Antecipando referendo Crimeia se prepara para anexação pela Rússia

Chove na capital da Crimeia, Simferopol. Os buracos nas ruas se transformam em minilagos. Mas os motoristas não freiam: sem consideração, projetam a água suja sobre os passantes à beira das calçadas.

“Comprem guarda-chuva!”, exclama uma vendedora ambulante no quiosque ao lado da estação ferroviária da cidade de 350 mil habitantes. “Gastem as grivnas! Escolham o mais caro! Daqui a pouco vamos estar comprando é em rublo, mesmo.” A grivna é a moeda nacional ucraniana – o rublo, a da Rússia.

Anexação antecipada

As vendedoras de uma quitanda já estão substituindo freneticamente os rótulos dos preços nas mercadorias. Diante do negócio está Irina, médica num hospital para veteranos de guerra. Ela fala russo, ucraniano e inglês, e afirma ter uma postura internacional e tolerante. Mas em sua pátria, a Crimeia, só quer falar russo: a península no Mar Negro é e vai permanecer russa, assegura.

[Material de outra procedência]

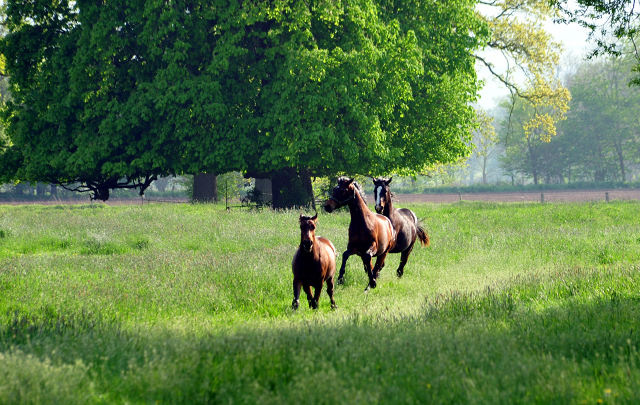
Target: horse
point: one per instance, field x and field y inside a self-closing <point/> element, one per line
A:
<point x="404" y="221"/>
<point x="313" y="263"/>
<point x="370" y="234"/>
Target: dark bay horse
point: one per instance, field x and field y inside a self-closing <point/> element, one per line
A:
<point x="313" y="264"/>
<point x="370" y="234"/>
<point x="405" y="222"/>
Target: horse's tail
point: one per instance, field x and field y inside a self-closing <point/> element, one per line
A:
<point x="423" y="236"/>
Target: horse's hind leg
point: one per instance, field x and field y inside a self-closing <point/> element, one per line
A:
<point x="404" y="256"/>
<point x="379" y="265"/>
<point x="345" y="256"/>
<point x="316" y="297"/>
<point x="330" y="292"/>
<point x="297" y="284"/>
<point x="313" y="304"/>
<point x="366" y="261"/>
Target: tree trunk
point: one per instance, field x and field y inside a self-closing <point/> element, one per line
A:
<point x="205" y="187"/>
<point x="39" y="189"/>
<point x="621" y="160"/>
<point x="291" y="188"/>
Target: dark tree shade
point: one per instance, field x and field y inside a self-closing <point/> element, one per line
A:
<point x="113" y="94"/>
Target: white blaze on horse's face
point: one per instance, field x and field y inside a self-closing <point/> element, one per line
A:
<point x="378" y="194"/>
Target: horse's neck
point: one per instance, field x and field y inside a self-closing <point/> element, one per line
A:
<point x="315" y="249"/>
<point x="388" y="210"/>
<point x="357" y="207"/>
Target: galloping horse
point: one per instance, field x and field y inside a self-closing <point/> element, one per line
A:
<point x="313" y="264"/>
<point x="370" y="234"/>
<point x="405" y="223"/>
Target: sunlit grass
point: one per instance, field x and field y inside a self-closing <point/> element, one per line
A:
<point x="512" y="303"/>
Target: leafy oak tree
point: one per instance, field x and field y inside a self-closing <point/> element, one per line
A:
<point x="113" y="94"/>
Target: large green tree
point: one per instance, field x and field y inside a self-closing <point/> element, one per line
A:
<point x="113" y="94"/>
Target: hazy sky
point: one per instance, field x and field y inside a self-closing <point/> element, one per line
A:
<point x="573" y="38"/>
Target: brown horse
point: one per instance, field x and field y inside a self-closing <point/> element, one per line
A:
<point x="313" y="264"/>
<point x="404" y="222"/>
<point x="370" y="234"/>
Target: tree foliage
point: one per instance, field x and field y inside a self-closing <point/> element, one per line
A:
<point x="599" y="141"/>
<point x="113" y="94"/>
<point x="517" y="28"/>
<point x="613" y="24"/>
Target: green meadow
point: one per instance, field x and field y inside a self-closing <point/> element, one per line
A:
<point x="511" y="304"/>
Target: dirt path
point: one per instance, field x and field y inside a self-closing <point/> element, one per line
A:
<point x="549" y="196"/>
<point x="534" y="196"/>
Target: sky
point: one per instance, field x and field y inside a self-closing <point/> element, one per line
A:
<point x="573" y="38"/>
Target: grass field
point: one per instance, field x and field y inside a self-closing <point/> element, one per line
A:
<point x="512" y="303"/>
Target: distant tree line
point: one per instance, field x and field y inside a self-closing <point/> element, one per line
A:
<point x="598" y="141"/>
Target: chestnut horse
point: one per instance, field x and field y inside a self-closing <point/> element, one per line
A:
<point x="404" y="222"/>
<point x="370" y="234"/>
<point x="313" y="264"/>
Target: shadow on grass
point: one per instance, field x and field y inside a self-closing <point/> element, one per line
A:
<point x="562" y="338"/>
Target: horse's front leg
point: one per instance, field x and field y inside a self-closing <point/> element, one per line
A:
<point x="379" y="265"/>
<point x="366" y="261"/>
<point x="313" y="304"/>
<point x="330" y="292"/>
<point x="345" y="256"/>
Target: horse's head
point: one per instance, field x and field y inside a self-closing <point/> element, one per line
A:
<point x="307" y="231"/>
<point x="341" y="194"/>
<point x="381" y="192"/>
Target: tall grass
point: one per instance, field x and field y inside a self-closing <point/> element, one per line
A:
<point x="512" y="303"/>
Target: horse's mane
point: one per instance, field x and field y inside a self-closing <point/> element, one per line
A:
<point x="305" y="218"/>
<point x="344" y="179"/>
<point x="385" y="179"/>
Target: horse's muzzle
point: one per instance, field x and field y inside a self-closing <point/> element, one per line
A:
<point x="307" y="245"/>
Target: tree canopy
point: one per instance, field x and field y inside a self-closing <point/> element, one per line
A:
<point x="613" y="24"/>
<point x="112" y="94"/>
<point x="532" y="57"/>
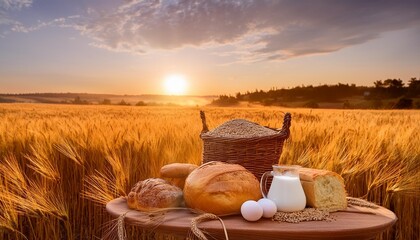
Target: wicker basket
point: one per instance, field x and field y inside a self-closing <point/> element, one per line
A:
<point x="257" y="154"/>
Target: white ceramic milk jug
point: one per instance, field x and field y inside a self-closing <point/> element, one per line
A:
<point x="285" y="190"/>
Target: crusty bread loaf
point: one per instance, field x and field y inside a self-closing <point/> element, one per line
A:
<point x="220" y="188"/>
<point x="177" y="170"/>
<point x="176" y="173"/>
<point x="154" y="193"/>
<point x="323" y="189"/>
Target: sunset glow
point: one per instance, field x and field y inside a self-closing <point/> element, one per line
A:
<point x="175" y="85"/>
<point x="124" y="47"/>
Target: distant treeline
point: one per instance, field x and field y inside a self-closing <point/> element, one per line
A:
<point x="312" y="95"/>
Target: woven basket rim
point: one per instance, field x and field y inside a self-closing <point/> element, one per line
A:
<point x="278" y="134"/>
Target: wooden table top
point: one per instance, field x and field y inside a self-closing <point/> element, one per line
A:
<point x="355" y="223"/>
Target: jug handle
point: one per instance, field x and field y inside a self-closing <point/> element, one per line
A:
<point x="263" y="183"/>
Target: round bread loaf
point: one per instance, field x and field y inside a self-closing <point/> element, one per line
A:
<point x="220" y="188"/>
<point x="154" y="193"/>
<point x="177" y="170"/>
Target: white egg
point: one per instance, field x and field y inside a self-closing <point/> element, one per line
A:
<point x="251" y="211"/>
<point x="268" y="206"/>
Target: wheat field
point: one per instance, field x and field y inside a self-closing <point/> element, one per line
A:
<point x="59" y="164"/>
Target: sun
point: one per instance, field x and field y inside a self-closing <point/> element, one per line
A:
<point x="175" y="84"/>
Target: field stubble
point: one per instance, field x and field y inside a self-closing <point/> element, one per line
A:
<point x="60" y="164"/>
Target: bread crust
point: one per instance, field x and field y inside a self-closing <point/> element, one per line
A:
<point x="154" y="193"/>
<point x="177" y="170"/>
<point x="220" y="188"/>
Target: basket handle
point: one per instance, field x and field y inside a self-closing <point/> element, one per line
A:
<point x="286" y="124"/>
<point x="203" y="121"/>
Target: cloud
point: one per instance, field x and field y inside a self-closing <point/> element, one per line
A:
<point x="14" y="4"/>
<point x="7" y="6"/>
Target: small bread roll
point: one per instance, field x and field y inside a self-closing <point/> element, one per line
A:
<point x="323" y="189"/>
<point x="176" y="173"/>
<point x="220" y="188"/>
<point x="154" y="193"/>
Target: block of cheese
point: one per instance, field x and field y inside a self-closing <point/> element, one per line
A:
<point x="323" y="189"/>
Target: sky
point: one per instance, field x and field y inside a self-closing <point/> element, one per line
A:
<point x="215" y="46"/>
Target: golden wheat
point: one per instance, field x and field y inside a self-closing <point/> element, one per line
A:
<point x="59" y="164"/>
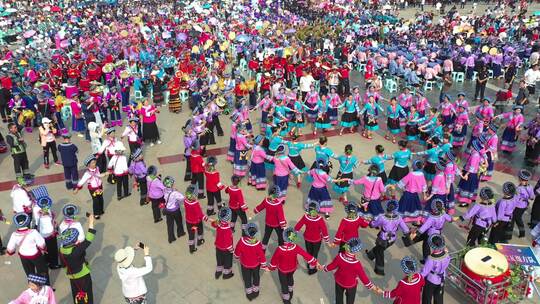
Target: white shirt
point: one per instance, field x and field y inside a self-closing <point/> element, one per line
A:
<point x="20" y="199"/>
<point x="531" y="77"/>
<point x="118" y="165"/>
<point x="92" y="176"/>
<point x="29" y="242"/>
<point x="107" y="145"/>
<point x="65" y="224"/>
<point x="44" y="222"/>
<point x="131" y="133"/>
<point x="133" y="284"/>
<point x="306" y="82"/>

Ela não quer revelar seu nome completo. “Telefone para mim em uma semana, e eu vou estar como vencedora.” A referência é ao referendo popular sobre a eventual anexação da República Autônoma – até então parte da Ucrânia – à Federação russa. Originalmente, a votação estava marcada para 25 de maio, coincidindo com as eleições presidenciais na Ucrânia, mas foi inesperadamente antecipada para 16 de março.

Manifestantes pró-russos em passeata por Simferopol

“Posso lhe pedir um cigarro?”, me pergunta um rapaz de aparência bem cuidada. Ele não está esmolando: é que acabou o seu dinheiro vivo. “Eu tenho dois cartões do banco, e tenho dinheiro nas contas, mas nenhum caixa automático aceita os meus cartões.”

“Como é que vou explicar para a minha namorada que não tenho nem com que pagar a passagem até Melitopol?”, prossegue. Melitopol é uma cidade ucraniana, na área de Saporoshje, a menos de 250 quilômetros de Simferopol.

A independência da Crimeia em relação à Ucrânia – a população aqui não espera outro resultado do referendo – já acarreta problemas na circulação de bens. Súbito, os salários não são mais pagos através de bancos ucranianos, mas sim, exclusivamente, por instituições russas. Por isso, agora muitos precisam de novos cartões bancários.

“Radicais do oeste” em Kiev

“Porcaria de referendo”, xinga o taxista Vitali. “Quem vai contar os votos, quem vai fiscalizar tudo? Como é que se vai conseguir organizar essa votação no espaço de uma semana? Isso, ninguém quer saber!” O resultado, opina, já foi fixado há muito pelo presidente russo, Vladimir Putin. Muitos em Simferopol estão convencidos disso.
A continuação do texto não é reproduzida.